CLIMA | San Valentino con il maltempo: ciclone Oriana in azione. Onu: “Cooperazione sotto attacco globale”

Una nuova intensa perturbazione, ribattezzata Oriana, sta attraversando la nostra Penisola e nel corso della giornata odierna (sabato) porterà la pioggia praticamente su tutte le nostre regioni, con la possibilità di veri e propri nubifragi in diverse aree del Paese e in particolare nel versante tirrenico.

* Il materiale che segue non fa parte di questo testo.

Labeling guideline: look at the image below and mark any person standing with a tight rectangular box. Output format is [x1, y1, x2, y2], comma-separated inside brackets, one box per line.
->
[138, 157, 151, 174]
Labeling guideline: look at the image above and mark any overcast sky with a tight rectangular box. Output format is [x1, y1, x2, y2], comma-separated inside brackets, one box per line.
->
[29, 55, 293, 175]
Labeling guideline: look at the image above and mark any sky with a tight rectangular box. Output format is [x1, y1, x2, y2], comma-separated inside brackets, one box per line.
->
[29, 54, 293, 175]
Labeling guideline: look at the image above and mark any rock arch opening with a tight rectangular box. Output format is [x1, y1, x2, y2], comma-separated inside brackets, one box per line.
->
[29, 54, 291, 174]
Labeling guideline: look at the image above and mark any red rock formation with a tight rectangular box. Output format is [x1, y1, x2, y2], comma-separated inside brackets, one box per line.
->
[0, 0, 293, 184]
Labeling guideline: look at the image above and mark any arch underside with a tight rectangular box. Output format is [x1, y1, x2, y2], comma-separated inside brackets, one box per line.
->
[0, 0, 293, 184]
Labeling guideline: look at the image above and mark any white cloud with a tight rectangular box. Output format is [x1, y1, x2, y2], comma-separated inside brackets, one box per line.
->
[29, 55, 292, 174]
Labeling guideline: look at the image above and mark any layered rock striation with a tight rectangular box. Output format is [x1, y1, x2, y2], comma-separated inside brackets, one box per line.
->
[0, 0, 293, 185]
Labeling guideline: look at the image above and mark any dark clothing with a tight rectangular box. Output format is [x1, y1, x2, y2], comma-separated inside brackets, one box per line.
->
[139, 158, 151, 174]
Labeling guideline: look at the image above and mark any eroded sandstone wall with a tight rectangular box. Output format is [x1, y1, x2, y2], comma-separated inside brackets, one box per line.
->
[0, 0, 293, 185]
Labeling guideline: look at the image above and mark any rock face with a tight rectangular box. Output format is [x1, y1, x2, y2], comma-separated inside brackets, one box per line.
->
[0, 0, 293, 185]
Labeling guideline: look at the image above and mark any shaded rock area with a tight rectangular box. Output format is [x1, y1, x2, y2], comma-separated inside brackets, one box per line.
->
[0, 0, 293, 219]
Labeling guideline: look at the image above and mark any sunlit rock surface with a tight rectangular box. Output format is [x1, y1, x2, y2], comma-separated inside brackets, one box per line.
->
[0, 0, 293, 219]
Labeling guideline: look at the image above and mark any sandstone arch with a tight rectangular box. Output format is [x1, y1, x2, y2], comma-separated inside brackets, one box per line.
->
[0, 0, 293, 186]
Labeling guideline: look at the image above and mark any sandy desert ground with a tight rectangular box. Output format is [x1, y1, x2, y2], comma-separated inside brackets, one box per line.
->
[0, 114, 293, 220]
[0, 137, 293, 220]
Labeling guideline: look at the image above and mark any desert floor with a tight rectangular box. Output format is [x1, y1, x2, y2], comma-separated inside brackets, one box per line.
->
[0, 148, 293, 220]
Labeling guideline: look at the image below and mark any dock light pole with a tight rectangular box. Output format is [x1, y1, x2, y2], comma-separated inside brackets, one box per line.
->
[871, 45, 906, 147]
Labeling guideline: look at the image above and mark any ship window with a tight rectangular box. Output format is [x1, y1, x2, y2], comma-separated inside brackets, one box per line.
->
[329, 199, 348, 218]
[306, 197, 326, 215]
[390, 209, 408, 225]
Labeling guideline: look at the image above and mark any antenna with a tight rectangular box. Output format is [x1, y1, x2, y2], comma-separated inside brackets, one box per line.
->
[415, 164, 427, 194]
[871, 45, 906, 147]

Altra criticità causata dalla Tempesta Oriana sarà quella del vento, che soffierà molto forte su tutti i nostri mari, con raffiche anche attorno ai 100 km/h e di nuovo la possibilità di violente mareggiate, specie lungo le coste tirreniche e ioniche.

Prima di abbandonare la nostra penisola, domenica l’intensa perturbazione porterà ancora maltempo al Sud e medio versante adriatico, con venti che, sebbene in parziale attenuazione, risulteranno ancora forti su gran parte dei nostri mari. Il fine settimana sarà anche caratterizzato da un generale abbassamento delle temperature, che scenderanno su valori più vicini a quelli tipici del periodo. Le attuali proiezioni indicano che anche la prossima settimana, dopo una temporanea pausa attesa per la prima parte di lunedì, passeranno sull’Italia altre piovose perturbazioni.



Il segretario esecutivo delle Nazioni Unite sui cambiamenti climatici Simon Stiell interviene in vista della COP31 di Antalya. Parla di “nuovo disordine mondiale” e di una cooperazione internazionale sotto attacco. “La COP31 ad Antalya si terrà in tempi straordinari.

Ci troviamo in un nuovo disordine mondiale – afferma Stiell, secondo cui “è un periodo di instabilità e insicurezza, segnato dalla forza delle armi e dalle guerre commerciali. Il concetto stesso di cooperazione internazionale è sotto attacco”. “Non è un caso – aggiunge -che anche la cooperazione climatica sia sotto una minaccia senza precedenti. Da parte di chi è determinato a usare il proprio potere per sfidare la logica economica e scientifica e aumentare la dipendenza da carbone, petrolio e gas inquinanti, anche se questo significa aggravare i disastri climatici e far salire i costi per famiglie e imprese. Queste forze sono forti, ma non devono necessariamente prevalere”.



Nei prossimi giorni l’atmosfera europea sarà teatro di un vero confronto tra due protagonisti: da una parte l’anticiclone delle Azzorre, portatore di stabilità e temperature più miti; dall’altra l’aria fredda ancora presente sull’Europa orientale.

L’Italia si troverà proprio al confine tra queste due masse d’aria, e sarà l’esito di questo equilibrio a determinare il volto della terza decade di febbraio.

Prevarrà un anticipo di primavera oppure assisteremo a un ultimo colpo di scena invernale?

🌸 Anticipo di primavera
❄️ oppure colpo di coda dell’inverno

Voi da che parte state? Cosa preferite?